Givors : trois agressions en quatre jours dans un collège, des enseignants en grève de la faim

Givors : trois agressions en quatre jours dans un collège, des enseignants en grève de la faim
(illustration)

, publié le mercredi 03 février 2021 à 13h42

Le personnel du collège Lucie-Aubrac réclame depuis plusieurs années le classement de l'établissement en Rep+.

Deux professeurs d'un collège de Givors, entre Lyon et Saint-Etienne, sont en grève de la faim depuis neuf jours. Cette action a été entamée après des agressions de collègues mais qui s'inscrit dans une lutte ancienne pour que l'établissement soit classé Rep+.

Un rassemblement était prévu mercredi 3 février à l'occasion d'une audience au rectorat sur le dossier.

Une première n'avait pas abouti lundi, selon une porte-parole de l'équipe éducative du collège Lucie-Aubrac, qui compte quelque 540 élèves et fait déjà partie d'un réseau d'éducation prioritaire (Rep). "En 2015, nous avions tous les critères nécessaires pour passer en Rep+ mais cela ne nous a pas été accordé, alors que les indicateurs se sont dégradés depuis", affirme Leïla M., qui enseigne les arts plastiques dans l'établissement depuis 10 ans.

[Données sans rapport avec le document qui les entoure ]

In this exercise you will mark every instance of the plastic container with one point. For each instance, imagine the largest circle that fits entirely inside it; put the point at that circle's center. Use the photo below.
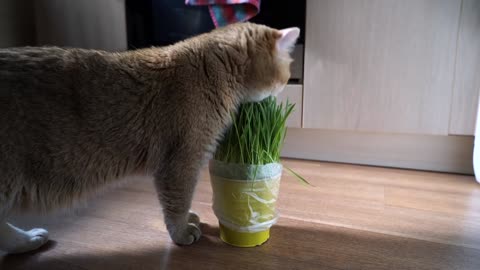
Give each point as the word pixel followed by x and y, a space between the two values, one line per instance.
pixel 244 201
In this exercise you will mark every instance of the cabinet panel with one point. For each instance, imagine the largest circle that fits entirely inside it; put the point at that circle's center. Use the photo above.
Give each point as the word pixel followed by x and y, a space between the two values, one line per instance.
pixel 380 65
pixel 87 24
pixel 467 71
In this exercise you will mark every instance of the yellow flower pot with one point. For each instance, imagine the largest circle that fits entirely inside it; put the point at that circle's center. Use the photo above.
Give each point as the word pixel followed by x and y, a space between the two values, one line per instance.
pixel 244 200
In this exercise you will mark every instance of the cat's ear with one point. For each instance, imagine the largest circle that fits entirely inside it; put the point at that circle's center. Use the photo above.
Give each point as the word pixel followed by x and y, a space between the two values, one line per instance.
pixel 288 37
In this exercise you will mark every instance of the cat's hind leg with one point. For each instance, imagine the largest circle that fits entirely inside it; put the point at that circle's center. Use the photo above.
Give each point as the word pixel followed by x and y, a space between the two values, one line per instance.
pixel 15 240
pixel 175 187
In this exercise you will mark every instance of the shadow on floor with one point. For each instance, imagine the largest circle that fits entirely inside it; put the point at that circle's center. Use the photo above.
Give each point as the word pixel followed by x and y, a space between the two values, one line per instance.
pixel 324 247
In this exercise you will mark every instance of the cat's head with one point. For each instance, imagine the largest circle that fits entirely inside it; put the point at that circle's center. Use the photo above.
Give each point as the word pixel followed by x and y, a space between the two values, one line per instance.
pixel 264 56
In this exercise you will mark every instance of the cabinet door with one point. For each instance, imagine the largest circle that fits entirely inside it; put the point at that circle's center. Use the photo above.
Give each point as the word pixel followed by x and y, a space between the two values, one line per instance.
pixel 380 65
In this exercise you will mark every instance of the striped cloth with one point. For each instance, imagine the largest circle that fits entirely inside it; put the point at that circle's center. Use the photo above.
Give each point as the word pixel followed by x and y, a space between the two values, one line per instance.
pixel 224 12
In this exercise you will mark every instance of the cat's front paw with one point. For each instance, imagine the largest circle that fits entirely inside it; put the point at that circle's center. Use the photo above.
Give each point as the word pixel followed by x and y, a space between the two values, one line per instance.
pixel 186 235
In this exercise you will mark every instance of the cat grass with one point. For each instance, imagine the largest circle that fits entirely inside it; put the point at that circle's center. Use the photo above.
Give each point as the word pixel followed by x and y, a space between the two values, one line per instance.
pixel 257 134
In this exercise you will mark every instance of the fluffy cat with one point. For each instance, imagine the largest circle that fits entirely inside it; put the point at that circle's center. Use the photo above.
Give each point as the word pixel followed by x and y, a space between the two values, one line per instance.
pixel 73 121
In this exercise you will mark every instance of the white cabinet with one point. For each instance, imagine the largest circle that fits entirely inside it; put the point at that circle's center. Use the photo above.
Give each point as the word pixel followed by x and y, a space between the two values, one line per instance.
pixel 467 71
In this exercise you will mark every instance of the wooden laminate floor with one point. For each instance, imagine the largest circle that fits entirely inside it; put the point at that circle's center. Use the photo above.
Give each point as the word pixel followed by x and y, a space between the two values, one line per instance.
pixel 355 217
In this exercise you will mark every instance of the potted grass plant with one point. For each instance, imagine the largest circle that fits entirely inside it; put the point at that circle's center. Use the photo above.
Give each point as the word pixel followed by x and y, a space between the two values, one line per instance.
pixel 246 171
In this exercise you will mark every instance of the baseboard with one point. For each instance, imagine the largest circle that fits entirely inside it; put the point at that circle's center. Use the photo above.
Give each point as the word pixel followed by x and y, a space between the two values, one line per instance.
pixel 422 152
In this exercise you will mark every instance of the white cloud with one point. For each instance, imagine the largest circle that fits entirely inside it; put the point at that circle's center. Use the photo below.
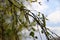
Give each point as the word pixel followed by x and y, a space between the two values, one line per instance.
pixel 39 7
pixel 54 17
pixel 55 30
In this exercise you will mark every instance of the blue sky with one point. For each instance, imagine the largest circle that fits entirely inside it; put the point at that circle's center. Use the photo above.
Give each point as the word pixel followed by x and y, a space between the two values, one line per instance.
pixel 52 10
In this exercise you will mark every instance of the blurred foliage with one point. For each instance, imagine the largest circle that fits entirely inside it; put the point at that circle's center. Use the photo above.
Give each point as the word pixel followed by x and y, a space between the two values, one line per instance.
pixel 14 17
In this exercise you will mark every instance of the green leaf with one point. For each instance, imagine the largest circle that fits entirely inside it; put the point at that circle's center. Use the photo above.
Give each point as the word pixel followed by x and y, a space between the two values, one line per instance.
pixel 33 29
pixel 32 33
pixel 48 33
pixel 41 31
pixel 36 37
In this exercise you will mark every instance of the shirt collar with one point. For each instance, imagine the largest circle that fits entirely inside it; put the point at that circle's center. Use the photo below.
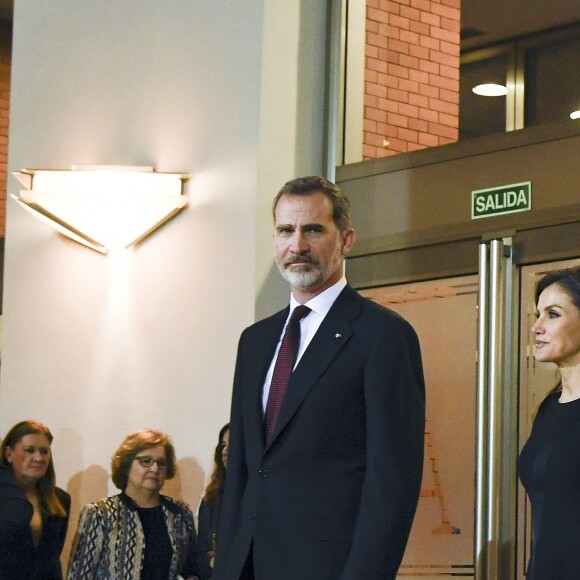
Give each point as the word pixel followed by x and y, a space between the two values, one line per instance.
pixel 321 303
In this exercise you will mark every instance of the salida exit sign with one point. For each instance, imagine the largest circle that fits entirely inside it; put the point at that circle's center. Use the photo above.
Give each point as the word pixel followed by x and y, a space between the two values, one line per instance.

Elle a entamé une grève de la faim le 25 janvier avec son collègue d'histoire-géographie Pierre R., en poste depuis 25 ans. "Une grève de la faim, ça peut paraître excessif mais on a fait des grèves, on a fait des manifs, on a fait des pétitions depuis cinq-six ans et on a vraiment l'impression de perdre notre temps. Alors on s'est dit qu'on allait frapper un grand coup", explique ce dernier.



Tous deux ne s'alimentent que de légers bouillons et passent leurs nuits dans l'établissement. Avec des collègues réunis au sein du "Collectif Aubrac", ils diffusent quotidiennement des vidéos sur YouTube pour expliquer leur action qui a démarré après "trois agressions en quatre jours".

Lors d'un cours, un délégué de classe mécontent d'une remarque d'un enseignant lui a lancé une paire de ciseaux qui s'est plantée dans le tableau; à la sortie du collège, une professeure a été prise à partie par plusieurs élèves qui l'ont insultée; enfin, un collègue a été poursuivi en voiture en sortant d'une réunion tard le soir. Le collectif n'y voit que "le triste aboutissement d'une dégradation du climat scolaire depuis plusieurs années", face à laquelle ils réclament plus de moyens financiers et humains, qu'un classement Rep+ permettrait d'obtenir.

Pour l'heure, la mobilisation a permis d'obtenir un demi-poste de conseiller principal d'éducation (CPE) et un poste d'assistant d'éducation (AED) supplémentaires. Mais toujours pas de Rep+: le rectorat a répondu que ce n'était pas de son ressort, selon le collectif qui s'est donc adressé directement au gouvernement dans sa dernière vidéo diffusée mardi soir.